My contact by email is, herb.mcclure56@gmail.com, as I don't hear well by phone.


----------



## longbowdave1 (Jan 7, 2021)

Prayers sent for your wife's recovery.  Happy New Year Mr. Herb.


----------



## turkeykirk (Jan 7, 2021)

Thoughts and prayers.


----------



## turkeyhuntinfool (Jan 7, 2021)

Herb,
Sorry to hear about Mary’s accident. Prayers for a speedy recovery. Look forward to seeing you soon.
Jim Smith


----------



## ol bob (Jan 8, 2021)

Herb                                                                                                                          Sorry to hear about Mary, I know you were looking forward to Unicoi but something are more important take car of her and stay safe. Bob


----------



## XIronheadX (Jan 8, 2021)

Prayers, Herb.


----------



## blood on the ground (Jan 8, 2021)

Prayers for your wife sir.


----------



## SC Hunter (Jan 8, 2021)

Prayers sent for your wife sir and I will be in contact for a book. Get well soon Mrs. Mary!


----------



## lagrangedave (Jan 8, 2021)

Prayers sent from here also.


----------



## au7126 (Jan 8, 2021)

I ordered the book and really enjoying it.

Prayers for wife


----------



## Timberjack86 (Jan 9, 2021)

Prayers sent!


----------



## albrown100 (Jan 9, 2021)

Praying for speedy recovery


----------



## herb mcclure (Jan 9, 2021)

*Many thanks for all the prayers said, in the behalf of Mary. *When I told Mary this morning, how the *GON turkey forum *people had  sent their prayers for her recover, she smiled and squized  my hand and said, she was feeling much better, and to thank all of you.
Her doctor confirmed she was better. 
Herb, is touched by consideration the wild turkey world has given to him.


----------



## trad bow (Jan 11, 2021)

I’m glad she is doing better but will continue to pray for Ms Mary to have a full recovery and for you too Mr Herb that you can stay healthy and be by her side in this time. 
Jeff


----------



## herb mcclure (Feb 6, 2021)

whitney90 said:


> @herb mcclure will your new book be available to purchase online?


----------



## herb mcclure (Feb 6, 2021)

No, it will only be available directly from me.   
Herb McClure


----------



## phillip (Feb 7, 2021)

Personal friends of these fine folks.  (McClure’s) Just completed reading the book. Well done Herb McClure! Loved everything about it! Such a inspiring uplifting love of nature / outdoor read! Your knowledge, endurance & skill definitely inspires me to hunt / & learn so much more about the great outdoors & this land that we love.

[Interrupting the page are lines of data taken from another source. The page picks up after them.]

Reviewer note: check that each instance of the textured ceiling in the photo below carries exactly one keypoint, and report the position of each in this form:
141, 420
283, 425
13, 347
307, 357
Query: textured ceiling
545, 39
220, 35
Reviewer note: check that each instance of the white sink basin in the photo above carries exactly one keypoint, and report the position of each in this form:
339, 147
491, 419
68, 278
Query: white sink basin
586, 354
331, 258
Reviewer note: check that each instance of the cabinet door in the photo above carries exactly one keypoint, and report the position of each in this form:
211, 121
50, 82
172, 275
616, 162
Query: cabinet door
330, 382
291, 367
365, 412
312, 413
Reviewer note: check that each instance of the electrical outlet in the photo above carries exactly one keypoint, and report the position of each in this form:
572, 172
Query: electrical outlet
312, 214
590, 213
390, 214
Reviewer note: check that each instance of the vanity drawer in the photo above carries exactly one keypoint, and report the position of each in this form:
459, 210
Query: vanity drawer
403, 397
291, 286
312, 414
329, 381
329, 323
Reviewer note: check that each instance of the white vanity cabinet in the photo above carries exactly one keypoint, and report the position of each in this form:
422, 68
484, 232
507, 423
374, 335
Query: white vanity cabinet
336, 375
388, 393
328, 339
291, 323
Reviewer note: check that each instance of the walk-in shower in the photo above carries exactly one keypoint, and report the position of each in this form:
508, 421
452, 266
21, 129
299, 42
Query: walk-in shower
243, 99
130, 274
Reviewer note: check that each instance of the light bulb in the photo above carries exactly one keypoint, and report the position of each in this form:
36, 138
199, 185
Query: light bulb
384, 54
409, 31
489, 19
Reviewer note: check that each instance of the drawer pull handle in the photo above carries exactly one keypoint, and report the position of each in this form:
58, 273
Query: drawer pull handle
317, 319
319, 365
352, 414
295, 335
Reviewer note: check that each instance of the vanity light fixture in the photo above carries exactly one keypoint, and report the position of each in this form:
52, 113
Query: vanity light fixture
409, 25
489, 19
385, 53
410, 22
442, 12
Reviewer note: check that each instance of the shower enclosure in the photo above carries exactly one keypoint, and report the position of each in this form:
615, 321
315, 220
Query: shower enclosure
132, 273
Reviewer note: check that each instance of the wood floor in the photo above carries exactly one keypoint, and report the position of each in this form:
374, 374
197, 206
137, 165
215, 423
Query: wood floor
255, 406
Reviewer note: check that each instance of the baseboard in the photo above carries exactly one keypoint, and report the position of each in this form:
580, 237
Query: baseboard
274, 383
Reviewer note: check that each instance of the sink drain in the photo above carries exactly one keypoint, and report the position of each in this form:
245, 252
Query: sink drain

Will read again & share with others! Thanks again! THM


----------



## Throwback (Mar 8, 2021)

I got my copy in the mail today. Sending you a check tomorrow for the turkey book. Thanks!


----------



## Boondocks (Mar 8, 2021)

Prayers and Get Well Soon.


----------



## Throwback (Mar 20, 2021)

I received the turkey book in the mail this week. Been a little to busy to read it so far but it looks like great reading!! 

THanks!!


----------



## herb mcclure (Mar 22, 2021)

Throwback said:


> I received the turkey book in the mail this week. Been a little to busy to read it so far but it looks like great reading!!
> 
> Thanks Throwback, for your wanting to read about the original native turkeys of the mountains and as I a life long hunter of them, as well as other places.


----------



## herb mcclure (Mar 16, 2022)

For over a year now I have seen a very great acceptance for my Life's Way's Lived book. 
For that success I owe most all of that to my turkey hunter friends. Previously, here on GON'S turkey talk forum, I have been asked if the book can be purchase online? No, the book is not on online. However, my Life's Way's Lived book, and my first book Native Turkeys, can both be purchased directly from me. My contact is herb.mcclure56@gmail. com, for details. 
I thank all you partaking readers for your support.


----------



## Bkeepr (Mar 17, 2022)

Your 2 books sound like real treasures!  I will send you an email.


----------



## GTMODawg (Mar 24, 2022)

Any thought to getting them in a kindle or similar format???  I would love to read them but reading actual books is tough on the eyes.


----------